Lors d’une task force en 2018, Devoteam et l’EBG ont réuni pendant 6 mois une trentaine de marques pour échanger leurs visions sur l’amélioration des conditions de travail grâce aux outils cloud. A partir des retours d’expérience collectés, Devoteam a décidé de renouveler l’expérience cette année en ajoutant une note prospective à la démarche. Contacté par Alliancy, Etienne Bureau, directeur de la stratégie et de l’innovation chez Devoteam, revient sur ce dernier livre blanc intitulé : “Transformer la collaboration grâce à l’IA”.

Etienne Bureau, directeur de la stratégie et de l’innovation chez Devoteam

Alliancy : Qu’est-ce que vous retenez des retours d’expérience que vous avez obtenus pour ce dernier livre blanc ?

Etienne Bureau. L’année dernière nous avions animé une task force sur le thème : Comment améliorer l’expérience des collaborateurs et le travail du quotidien avec des outils du cloud ? Au total, une trentaine de contributeurs représentant une vingtaine de sociétés – plutôt des grands groupes – ont partagé leurs retours d’expérience. Le premier livre blanc est donc le fruit d’un échange assez libre entre différentes entreprises, parfois concurrentes. La deuxième étape consiste à amener des éléments de prospective pour analyser comment la collaboration va évoluer dans le temps. Nous sommes au tout début de cette réflexion car il y a généralement un niveau de maturité très faible des entreprises sur ces enjeux. Parmi elles, certaines sont encore en proie aux fantasmes, valsant entre crainte et enthousiasme. D’autres ont déjà lancé des premiers groupes de pilote et souhaitent se forger une conviction. Mais une chose est sûre : si elles n’impliquent pas les collaborateurs, ça ne fonctionnera jamais.

Est-ce que l’IA a un rôle à jouer dans le bien être du collaborateur au travail ?
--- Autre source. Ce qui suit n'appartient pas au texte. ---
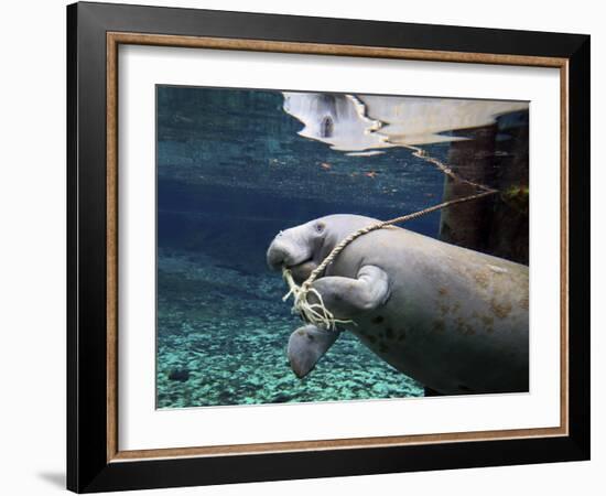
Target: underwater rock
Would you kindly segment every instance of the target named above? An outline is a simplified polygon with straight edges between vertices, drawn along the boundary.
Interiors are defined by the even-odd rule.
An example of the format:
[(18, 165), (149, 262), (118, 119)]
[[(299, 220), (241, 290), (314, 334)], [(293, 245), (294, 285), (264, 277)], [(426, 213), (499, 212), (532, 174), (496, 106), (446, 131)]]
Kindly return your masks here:
[[(528, 112), (501, 116), (498, 126), (463, 136), (469, 140), (451, 143), (448, 165), (457, 176), (499, 194), (443, 209), (440, 239), (528, 265)], [(444, 201), (474, 192), (450, 176), (444, 181)]]
[(169, 373), (170, 380), (178, 380), (180, 382), (185, 382), (190, 379), (190, 370), (186, 368), (173, 368)]

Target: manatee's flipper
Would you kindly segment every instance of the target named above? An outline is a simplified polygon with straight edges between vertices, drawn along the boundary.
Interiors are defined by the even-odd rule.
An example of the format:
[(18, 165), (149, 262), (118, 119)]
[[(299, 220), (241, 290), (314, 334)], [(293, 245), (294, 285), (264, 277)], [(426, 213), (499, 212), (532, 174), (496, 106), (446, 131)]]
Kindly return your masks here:
[(291, 368), (302, 379), (315, 367), (333, 343), (338, 331), (324, 331), (315, 325), (304, 325), (291, 334), (289, 339), (289, 362)]
[[(350, 319), (375, 310), (390, 295), (389, 276), (376, 266), (364, 266), (356, 279), (339, 276), (321, 278), (312, 284), (337, 319)], [(310, 294), (314, 301), (314, 294)]]

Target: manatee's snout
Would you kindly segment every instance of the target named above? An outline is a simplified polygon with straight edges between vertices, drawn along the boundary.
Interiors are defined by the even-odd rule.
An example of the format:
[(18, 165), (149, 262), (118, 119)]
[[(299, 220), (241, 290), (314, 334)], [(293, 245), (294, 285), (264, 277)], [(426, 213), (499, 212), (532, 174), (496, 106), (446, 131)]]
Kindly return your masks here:
[(293, 239), (288, 233), (280, 233), (268, 248), (267, 261), (272, 270), (293, 267), (307, 261), (312, 252), (306, 244)]

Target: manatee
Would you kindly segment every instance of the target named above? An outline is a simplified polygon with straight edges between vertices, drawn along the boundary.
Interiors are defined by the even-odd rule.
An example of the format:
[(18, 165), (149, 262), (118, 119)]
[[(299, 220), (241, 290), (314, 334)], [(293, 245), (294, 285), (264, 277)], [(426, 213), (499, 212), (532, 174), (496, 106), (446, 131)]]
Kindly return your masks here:
[[(340, 214), (283, 230), (268, 265), (291, 269), (301, 283), (342, 239), (377, 222)], [(529, 390), (527, 266), (390, 226), (350, 242), (312, 288), (336, 319), (351, 322), (291, 335), (299, 377), (347, 331), (442, 395)]]

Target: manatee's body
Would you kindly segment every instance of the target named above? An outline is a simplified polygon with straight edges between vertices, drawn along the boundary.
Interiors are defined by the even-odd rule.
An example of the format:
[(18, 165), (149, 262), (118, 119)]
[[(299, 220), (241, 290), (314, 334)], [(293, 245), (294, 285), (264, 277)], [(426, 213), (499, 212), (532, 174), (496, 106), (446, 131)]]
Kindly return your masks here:
[[(275, 238), (268, 260), (277, 268), (281, 259), (301, 280), (340, 239), (376, 222), (336, 215), (294, 227)], [(305, 244), (309, 252), (296, 252)], [(431, 389), (528, 391), (526, 266), (389, 227), (354, 240), (313, 288), (336, 317), (355, 322), (344, 328)], [(305, 328), (293, 333), (291, 363), (304, 343), (322, 346), (322, 339), (305, 336)], [(334, 339), (324, 341), (327, 349)], [(322, 353), (314, 349), (316, 355)]]

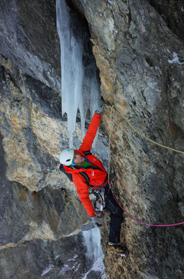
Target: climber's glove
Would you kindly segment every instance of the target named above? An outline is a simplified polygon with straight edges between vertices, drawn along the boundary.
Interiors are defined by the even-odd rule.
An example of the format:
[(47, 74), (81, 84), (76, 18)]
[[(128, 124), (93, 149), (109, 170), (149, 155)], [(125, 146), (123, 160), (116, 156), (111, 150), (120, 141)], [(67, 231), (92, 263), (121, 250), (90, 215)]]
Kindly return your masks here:
[(95, 227), (101, 227), (101, 225), (97, 216), (92, 217), (92, 222)]
[(98, 105), (98, 106), (97, 107), (97, 110), (96, 110), (95, 112), (97, 114), (102, 114), (102, 112), (103, 110), (103, 107), (104, 107), (104, 102), (102, 100), (101, 100), (99, 101), (99, 105)]

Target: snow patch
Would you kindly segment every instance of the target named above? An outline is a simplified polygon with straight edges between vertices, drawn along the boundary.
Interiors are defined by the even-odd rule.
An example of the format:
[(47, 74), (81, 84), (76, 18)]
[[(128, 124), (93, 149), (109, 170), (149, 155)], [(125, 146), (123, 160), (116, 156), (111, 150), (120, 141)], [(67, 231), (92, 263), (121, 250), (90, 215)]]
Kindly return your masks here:
[(67, 114), (69, 148), (72, 149), (78, 109), (83, 138), (87, 110), (90, 109), (92, 118), (100, 100), (100, 85), (97, 73), (90, 70), (87, 73), (87, 66), (83, 66), (83, 38), (85, 35), (80, 27), (74, 32), (70, 9), (65, 0), (56, 0), (56, 14), (60, 42), (62, 114)]
[(83, 246), (86, 247), (86, 257), (94, 260), (92, 268), (81, 279), (86, 279), (87, 274), (92, 271), (100, 271), (101, 279), (106, 279), (103, 265), (104, 255), (101, 246), (101, 234), (98, 227), (94, 227), (88, 231), (83, 232)]
[[(167, 51), (168, 52), (171, 53), (169, 50), (167, 50)], [(172, 56), (173, 56), (173, 59), (168, 60), (169, 63), (170, 63), (171, 64), (176, 63), (179, 65), (184, 65), (184, 62), (180, 62), (178, 55), (176, 52), (173, 52)]]

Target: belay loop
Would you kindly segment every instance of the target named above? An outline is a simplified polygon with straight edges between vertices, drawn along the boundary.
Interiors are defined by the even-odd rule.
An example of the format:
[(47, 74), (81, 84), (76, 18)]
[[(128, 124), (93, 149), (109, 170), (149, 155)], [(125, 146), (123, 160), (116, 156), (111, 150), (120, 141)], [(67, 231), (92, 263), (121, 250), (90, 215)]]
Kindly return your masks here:
[(116, 199), (116, 198), (115, 198), (115, 195), (114, 195), (114, 194), (113, 194), (113, 192), (112, 192), (112, 181), (111, 181), (111, 179), (110, 179), (110, 146), (111, 133), (112, 133), (112, 110), (113, 110), (113, 107), (115, 107), (115, 108), (120, 113), (120, 114), (122, 116), (122, 117), (124, 118), (124, 120), (128, 123), (128, 124), (134, 130), (134, 131), (136, 132), (136, 133), (137, 133), (137, 134), (139, 134), (140, 135), (141, 135), (142, 137), (144, 137), (146, 140), (149, 140), (149, 142), (152, 142), (152, 143), (153, 143), (153, 144), (157, 144), (157, 145), (158, 145), (158, 146), (161, 146), (161, 147), (164, 147), (164, 148), (165, 148), (165, 149), (172, 150), (172, 151), (176, 151), (176, 152), (178, 152), (178, 153), (183, 153), (183, 154), (184, 154), (184, 151), (179, 151), (179, 150), (176, 150), (176, 149), (172, 149), (172, 148), (170, 148), (170, 147), (168, 147), (168, 146), (166, 146), (160, 144), (158, 144), (158, 143), (157, 143), (157, 142), (153, 141), (152, 140), (149, 139), (148, 137), (147, 137), (144, 136), (144, 135), (141, 134), (139, 131), (137, 131), (137, 130), (136, 130), (136, 129), (135, 129), (135, 128), (133, 128), (133, 126), (130, 123), (130, 122), (126, 119), (126, 118), (124, 117), (124, 116), (123, 116), (123, 114), (121, 113), (121, 112), (119, 111), (119, 110), (115, 105), (112, 105), (112, 107), (111, 107), (111, 112), (110, 112), (110, 135), (109, 135), (109, 145), (108, 145), (108, 183), (109, 183), (109, 185), (110, 185), (110, 188), (111, 188), (111, 192), (112, 192), (112, 195), (113, 195), (113, 197), (114, 197), (115, 201), (116, 201), (117, 203), (119, 204), (119, 206), (121, 207), (121, 209), (128, 215), (128, 216), (131, 219), (132, 219), (133, 221), (137, 222), (137, 223), (140, 223), (140, 224), (146, 225), (147, 225), (147, 226), (152, 226), (152, 227), (173, 227), (173, 226), (178, 226), (178, 225), (183, 225), (183, 224), (184, 224), (184, 222), (181, 222), (181, 223), (176, 223), (176, 224), (156, 225), (156, 224), (149, 224), (149, 223), (148, 223), (140, 221), (139, 220), (135, 219), (134, 218), (133, 218), (132, 216), (131, 216), (131, 215), (130, 215), (130, 214), (129, 214), (129, 213), (119, 204), (119, 202), (118, 202), (117, 200)]

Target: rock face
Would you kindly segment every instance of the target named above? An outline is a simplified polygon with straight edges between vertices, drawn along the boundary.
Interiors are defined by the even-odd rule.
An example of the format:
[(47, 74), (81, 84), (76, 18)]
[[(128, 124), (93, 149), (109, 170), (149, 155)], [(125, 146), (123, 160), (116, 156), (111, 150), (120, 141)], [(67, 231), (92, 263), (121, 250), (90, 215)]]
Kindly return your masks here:
[[(88, 22), (100, 71), (113, 191), (131, 216), (152, 224), (184, 220), (183, 154), (144, 139), (124, 117), (151, 140), (184, 151), (183, 2), (72, 0)], [(80, 234), (65, 236), (76, 234), (87, 216), (58, 170), (68, 133), (60, 112), (55, 1), (3, 0), (0, 8), (1, 277), (79, 278), (85, 270)], [(110, 123), (112, 104), (118, 110)], [(77, 123), (76, 147), (80, 136)], [(103, 127), (97, 145), (106, 165)], [(103, 223), (107, 278), (182, 278), (183, 227), (145, 226), (124, 216), (128, 258), (106, 251), (108, 214)], [(81, 267), (73, 274), (74, 250)]]
[[(89, 22), (101, 94), (140, 133), (184, 151), (183, 1), (74, 0)], [(153, 224), (183, 221), (183, 155), (138, 135), (115, 109), (112, 131), (115, 192), (131, 216)], [(109, 278), (172, 278), (183, 274), (183, 227), (139, 225), (127, 216), (128, 259), (106, 253)], [(103, 231), (104, 243), (106, 231)], [(104, 249), (105, 252), (105, 249)]]

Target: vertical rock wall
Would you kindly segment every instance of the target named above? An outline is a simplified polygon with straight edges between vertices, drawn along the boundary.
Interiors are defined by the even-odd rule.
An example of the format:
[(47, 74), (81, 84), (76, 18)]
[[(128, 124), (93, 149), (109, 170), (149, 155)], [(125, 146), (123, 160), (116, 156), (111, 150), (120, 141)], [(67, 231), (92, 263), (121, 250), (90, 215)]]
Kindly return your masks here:
[[(0, 277), (78, 278), (91, 267), (80, 234), (89, 218), (59, 170), (69, 137), (55, 1), (0, 10)], [(81, 135), (78, 121), (76, 148)]]
[[(112, 131), (115, 193), (133, 217), (153, 224), (182, 222), (184, 151), (183, 13), (182, 1), (74, 0), (87, 18), (100, 70), (103, 116)], [(109, 105), (108, 105), (108, 104)], [(181, 278), (183, 227), (149, 227), (124, 214), (122, 241), (130, 255), (106, 252), (109, 278)], [(103, 231), (103, 243), (107, 231)]]
[[(118, 200), (141, 220), (183, 221), (183, 155), (140, 137), (115, 109), (110, 122), (114, 103), (140, 133), (184, 150), (182, 0), (72, 2), (88, 22), (100, 70)], [(74, 261), (81, 266), (75, 273), (69, 259), (83, 250), (76, 245), (80, 236), (63, 236), (76, 233), (87, 216), (58, 170), (58, 154), (67, 146), (68, 135), (60, 112), (55, 1), (3, 0), (0, 8), (1, 277), (78, 278), (85, 270), (83, 255)], [(78, 123), (76, 147), (80, 142)], [(105, 164), (106, 147), (101, 129), (97, 153)], [(71, 216), (72, 223), (66, 221)], [(147, 227), (124, 218), (128, 258), (106, 251), (108, 214), (101, 229), (108, 278), (181, 278), (183, 227)]]

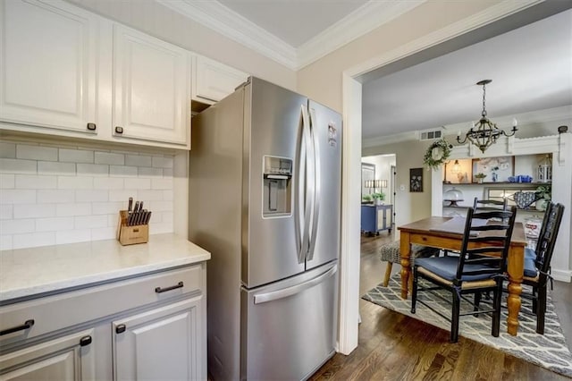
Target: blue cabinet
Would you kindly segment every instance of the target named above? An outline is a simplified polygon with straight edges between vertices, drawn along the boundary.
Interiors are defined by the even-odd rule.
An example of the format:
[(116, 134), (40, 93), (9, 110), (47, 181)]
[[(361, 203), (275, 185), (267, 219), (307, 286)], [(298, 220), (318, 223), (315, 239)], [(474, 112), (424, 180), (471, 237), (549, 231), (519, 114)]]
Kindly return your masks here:
[(391, 233), (393, 224), (392, 205), (362, 205), (361, 231), (370, 234), (379, 234), (387, 230)]

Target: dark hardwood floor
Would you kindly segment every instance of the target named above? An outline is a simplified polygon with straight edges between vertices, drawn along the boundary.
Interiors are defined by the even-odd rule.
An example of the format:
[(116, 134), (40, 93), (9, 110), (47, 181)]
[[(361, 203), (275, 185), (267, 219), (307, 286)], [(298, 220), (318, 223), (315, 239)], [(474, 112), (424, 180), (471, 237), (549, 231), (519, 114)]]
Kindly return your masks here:
[[(381, 283), (385, 263), (377, 258), (380, 246), (393, 236), (363, 237), (360, 295)], [(393, 266), (393, 273), (400, 267)], [(570, 345), (572, 285), (554, 283), (552, 300)], [(449, 332), (359, 301), (358, 346), (349, 355), (336, 353), (311, 380), (560, 380), (568, 379), (465, 337), (449, 343)]]

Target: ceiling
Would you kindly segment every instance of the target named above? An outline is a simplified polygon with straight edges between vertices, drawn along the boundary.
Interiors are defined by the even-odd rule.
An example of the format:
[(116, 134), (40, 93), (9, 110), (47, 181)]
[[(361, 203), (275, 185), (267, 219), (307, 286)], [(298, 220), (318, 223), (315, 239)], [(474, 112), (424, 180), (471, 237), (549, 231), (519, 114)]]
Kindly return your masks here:
[[(156, 1), (299, 70), (425, 0)], [(493, 122), (572, 105), (570, 7), (547, 0), (366, 74), (364, 140), (465, 130), (481, 114), (481, 80), (492, 80), (486, 110)]]
[[(572, 11), (367, 81), (363, 138), (572, 105)], [(509, 127), (499, 125), (499, 127)], [(457, 132), (457, 131), (455, 131)]]
[(367, 0), (218, 0), (218, 2), (290, 46), (299, 47), (364, 5)]

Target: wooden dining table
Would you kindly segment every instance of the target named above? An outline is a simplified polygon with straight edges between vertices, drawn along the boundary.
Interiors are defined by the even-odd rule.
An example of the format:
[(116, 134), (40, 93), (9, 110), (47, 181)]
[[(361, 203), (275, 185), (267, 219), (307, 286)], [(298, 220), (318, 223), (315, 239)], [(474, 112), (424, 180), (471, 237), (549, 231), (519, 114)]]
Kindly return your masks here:
[[(400, 232), (401, 298), (408, 298), (409, 277), (411, 276), (409, 259), (412, 243), (453, 251), (460, 250), (463, 241), (462, 233), (439, 230), (443, 224), (451, 218), (432, 216), (398, 227)], [(509, 275), (507, 331), (512, 335), (517, 335), (518, 332), (518, 313), (521, 305), (520, 293), (522, 292), (526, 246), (526, 239), (523, 224), (522, 223), (515, 223), (507, 260)]]

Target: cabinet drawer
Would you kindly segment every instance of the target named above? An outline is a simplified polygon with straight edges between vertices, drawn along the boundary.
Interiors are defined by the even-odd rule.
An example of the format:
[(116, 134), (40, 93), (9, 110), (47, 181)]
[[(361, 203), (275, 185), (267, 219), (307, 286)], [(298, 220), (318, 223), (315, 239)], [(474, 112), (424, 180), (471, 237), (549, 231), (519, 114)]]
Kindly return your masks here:
[[(205, 265), (139, 276), (0, 307), (0, 336), (5, 345), (171, 298), (203, 292)], [(24, 323), (34, 320), (29, 328)]]

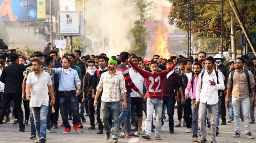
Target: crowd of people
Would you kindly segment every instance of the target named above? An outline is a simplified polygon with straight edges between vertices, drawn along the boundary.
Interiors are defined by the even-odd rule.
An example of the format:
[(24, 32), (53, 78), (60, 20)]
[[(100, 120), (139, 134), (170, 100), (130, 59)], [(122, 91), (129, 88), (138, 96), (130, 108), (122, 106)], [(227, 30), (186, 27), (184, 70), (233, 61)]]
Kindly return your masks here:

Etienne Bureau. J’ai la conviction que des “algorithmies bienveillantes” permettront de mieux observer les conditions de travail. Les DRH auront plus de facilités à identifier des cas de détresse, de stress, de pression… Pour appréhender la qualité d’un WorkPlace, les DRH pourront détecter ces signes à l’échelle de toute l’organisation. Non seulement elles auront des données sur la productivité intellectuelle des employés mais aussi sur la capitalisation de connaissances et le respect des valeurs. L’IA peut bien sûr être mise au service des valeurs d’entreprise, du moment qu’elle est mise à l’échelle des pratiques humaines. Au delà du sujet de perte de l’emploi, nous sommes face à une technologie qui a un fort potentiel sociétal notamment sur ces sujets de bien-être et de sécurité au travail. Jusqu’à présent, l’IA était considérée comme un moyen de faire à l’échelle et plus vite. Mais ce volet sociétal va forcément s’imposer dans la transformation numérique. C’est là que l’intérêt du débat et de la discussion prend sens sur la cohérence entre le modèle technologique adopté et les valeurs de l’entreprise. Avant, l’innovation technologique dérivait du monde du travail avant d’être adoptée dans la vie quotidienne. Aujourd’hui c’est l’inverse. Et demain, il n’est pas impossible que le sens s’inverse encore et que c’est les entreprises qui vont trouver les nouvelles voies de l’IA.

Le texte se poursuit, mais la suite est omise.